Vitals - 16 now sick from salmonella in dry dog food; recall expands


----------



## SammieMom (Nov 13, 2010)

This is so scary isn't it Shelly. Seems once a year we go through this.


----------



## fran (Dec 22, 2011)

I feed my babies Taste of the Wild. That has been listed on the recall. So far my babies haven't gotten sick. I'm going to see if the retailer where I got them will take the food back. 
Fran


----------



## Summergirl73 (Sep 18, 2011)

I have to say, I'm thinking home cooking may be the way to go in our house. I'm allergic to everything under the sun, so I won't give Bella a lot of the foods that are out there ~ because it may cause a response in me  . Since I cook 99% of the food for myself, why not cook for her at the same time? She likes what I eat better anyway lol. I will research home cooking options on this site, but 1 primary question. How do you make sure fluffs are getting food that protects the strength of their teeth...since this is what I like best about the kibble?


----------



## allheart (Oct 3, 2008)

Summergirl73 said:


> I have to say, I'm thinking home cooking may be the way to go in our house. I'm allergic to everything under the sun, so I won't give Bella a lot of the foods that are out there ~ because it may cause a response in me  . Since I cook 99% of the food for myself, why not cook for her at the same time? She likes what I eat better anyway lol. I will research home cooking options on this site, but 1 primary question. How do you make sure fluffs are getting food that protects the strength of their teeth...since this is what I like best about the kibble?


 
Bridget, I have to say, I agree with you so much. Mia and Leo were on Tast of the Wild. Thank God, someone let me know, it was recalled. The odd thing was, the day before, or even two days before, be started to have an upset stomach  Hasn't since.
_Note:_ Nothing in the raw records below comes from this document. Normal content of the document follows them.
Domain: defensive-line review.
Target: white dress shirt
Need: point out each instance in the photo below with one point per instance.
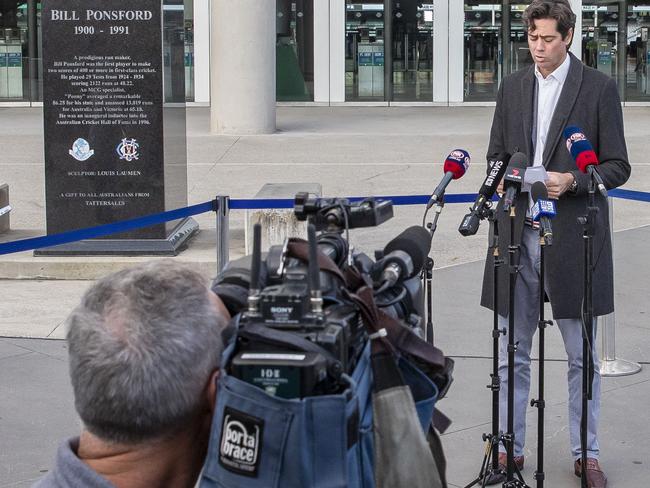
(548, 93)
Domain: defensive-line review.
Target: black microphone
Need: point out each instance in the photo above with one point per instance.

Now I have my kids on Addiction. If that gets recalled I will have kittens. Then it's time to home cook and be done with the nonsense out there.

I did ask my vet, I want to home cook for my babies, now she knows we do not get our food from there, and she told me, we can't even get the correct nurturianal factor down four ourselves let alone our babies. She truly meant well. But if it ever comes to the time for home cooking, I will just consult a dog nuturienalist. To make sure they are getting all they need, it can be done, so many people are doing it.
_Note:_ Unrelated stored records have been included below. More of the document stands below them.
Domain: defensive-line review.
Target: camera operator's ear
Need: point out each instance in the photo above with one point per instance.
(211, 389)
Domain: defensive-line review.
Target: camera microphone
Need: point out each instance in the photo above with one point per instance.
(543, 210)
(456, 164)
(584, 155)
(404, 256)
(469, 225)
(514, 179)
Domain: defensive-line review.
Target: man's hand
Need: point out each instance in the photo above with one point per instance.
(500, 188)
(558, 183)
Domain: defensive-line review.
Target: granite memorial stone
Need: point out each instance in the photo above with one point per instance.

And no matter, at least to me, that the dog food company says they fixed it, you get one chance with my babies, and that is it.

Hugs.


----------



## SammieMom (Nov 13, 2010)

Instead of waiting, just call the 1-800 # for the company (brand name) you have and ask which, if any were/are processed at the plant involved in this recall. They may not process all of their formulas at the same place. I did that with NB and found out that the wet I use and treats are processed out west in Utah. this helped me a lot with my pantry full of stuff....lol


----------



## shellbeme (Mar 1, 2011)

SammieMom said:


> Instead of waiting, just call the 1-800 # for the company (brand name) you have and ask which, if any were/are processed at the plant involved in this recall. They may not process all of their formulas at the same place. I did that with NB and found out that the wet I use and treats are processed out west in Utah. this helped me a lot with my pantry full of stuff....lol




Yes, the contaminated foods come from a plant in south carolina so if it eases your mind to call by all means do.

I too am looking at home cooking, have been for a while, however with a new puppy soon arriving I am also concerned about providing the right nutrients.


----------



## shellbeme (Mar 1, 2011)

I recieved a notice today from the recall list I joined, I'm going to list the brands that are on that list it is now up to 14.

4 health
Apex
Canidae
Chicken soup for the pet lover's soul
Country Value
Diamond
Diamond Naturlas
Kirkland Signature
Natural Balance
Premium Edge
Professional
Solid Gold
Taste of the Wild
Wellness


----------



## doobie mommy (Feb 18, 2012)

I called the company Friday for Wellness foods and they/she said that ONLY the Large Breed dry was recalled, no dogs had been reported sick and that was the only Wellness food that had been made in SC. 

I feed Wellness dry, canned and treats so was very concerned ! I do feel better about it after talking to someone from the company, she was very reassuring and since no dogs had been reported sick from the Wellness I feel that they were on top of it.


----------



## shellbeme (Mar 1, 2011)

And again...

Diamond Issues Yet Another Dog Food Recall


----------



## doobie mommy (Feb 18, 2012)

:angry: When will it end ?! :smmadder:


----------



## shellbeme (Mar 1, 2011)

So that latest recall, yea it was a second diamond plant....

Diamond Plant #2, Salmonella


----------



## shellbeme (Mar 1, 2011)

Latest news Salmonella Outbreak Linked to Dog Food Has Sickened 22 in 13 States


----------



## wolfieinthehouse (Dec 14, 2007)

*My dogs' food was on the initial list*

(Natural Balance Venison and Sweet Potato) and I stopped feeding it and got a refund.

I tell you, I have started washing my hands well after feeding putting the food in the dishes since then.


----------



## SicilianRose (Jun 8, 2008)

One of the many reasons why I home cook all of Daisy's meals and dehydrate/cook all of her treats. This way I can guarantee that what she is eating is not tainted and has all of the nutrients she needs.


----------